Kiedy w 1991 roku przeprowadzałem wywiad z Doddem na potrzeby mojego filmu dokumentalnego „UFO: Tajny dowód”, wyjaśnił:

- Miał kopułę z otworami dookoła. Dno było otoczone kolorowymi światłami, takimi jak neony w kolorze niebieskim, czerwonym, zielonym i białym, które migały w sekwencji, jakby się obracały, a pośrodku znajdowały się trzy kule lub półkule. To była ogromna rzecz, o średnicy około 30 stóp i nie wydawała żadnego dźwięku. Jeszcze bardziej zafascynowało mnie to, że obiekt był otoczony czymś w rodzaju aureoli, która sprawiła, że cała metalowa konstrukcja świeciła na biało. Przeleciała powoli nad naszymi głowami i zdawała się lądować w miejscu za grupą drzew. Ale nie mogliśmy tego zobaczyć ani sprawdzić, ponieważ w tym momencie było zbyt daleko i pośrodku wrzosowisk.

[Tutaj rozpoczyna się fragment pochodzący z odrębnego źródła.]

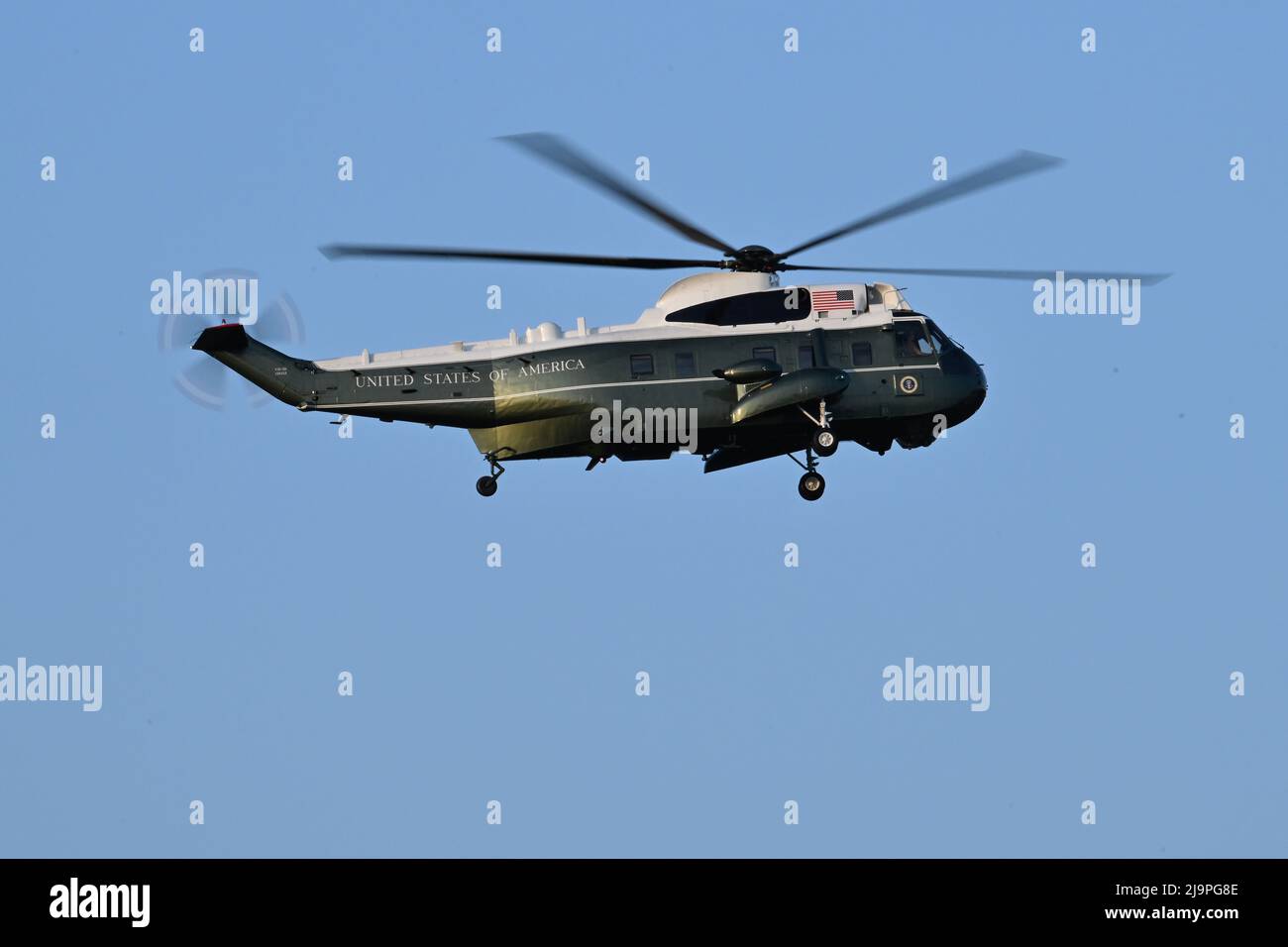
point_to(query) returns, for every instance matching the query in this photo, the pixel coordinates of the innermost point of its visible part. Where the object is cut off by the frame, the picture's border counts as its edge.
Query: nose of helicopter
(970, 385)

- Co to było do cholery? – zapytał konstabl Dale, przerywając ciszę, przywróconą do rzeczywistości przez przenikliwe zimno. Odpowiedź sierż. Dodda nadeszła kilka minut później.

- Nie wiem, ale to było cudowne.

Od tego dnia Dodd zaczął zbierać wszelkie możliwe informacje na temat UFO, w tym oczywiście książkę „Latające spodki wylądowały” autorstwa Desmonda Lesliego i George'a Adamskiego. Jego osobiste spotkanie ze spodkiem, który przypominał spodek Adamskiego jak bliźniak, przekonało Dodda, że Adamski rzeczywiście musiał spotkać UFO. Od czasu przejścia na emeryturę w 1988 r. Dodd całkowicie poświęcił się swojemu „kosmicznemu hobby”, jak je nazywa, i jest dziś jednym z czołowych brytyjskich badaczy UFO.[2]

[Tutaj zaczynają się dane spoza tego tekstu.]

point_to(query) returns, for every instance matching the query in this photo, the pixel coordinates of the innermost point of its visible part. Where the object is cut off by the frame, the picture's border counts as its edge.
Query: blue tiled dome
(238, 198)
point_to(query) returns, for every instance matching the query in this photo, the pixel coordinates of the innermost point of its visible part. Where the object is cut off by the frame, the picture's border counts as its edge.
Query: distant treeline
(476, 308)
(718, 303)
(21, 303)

Adamski jako pierwszy wspomniał o kontakcie z kosmitami przypominającymi ludzi. Po nim wielu innych donosiło o takich spotkaniach. Wraz z Adamskim rozpoczęła się era kontaktowców.

Nr sprawy: 662

http://ufoevidence.org/cases/case662.htm

 

Przekład z angielskiego - ©R.K.F. Sas - Leśniakiewicz



[1] ND od słów Nocturnal Disc – nocny dysk.

[2] Anthony Dodd odszedł od nas w 2009 roku.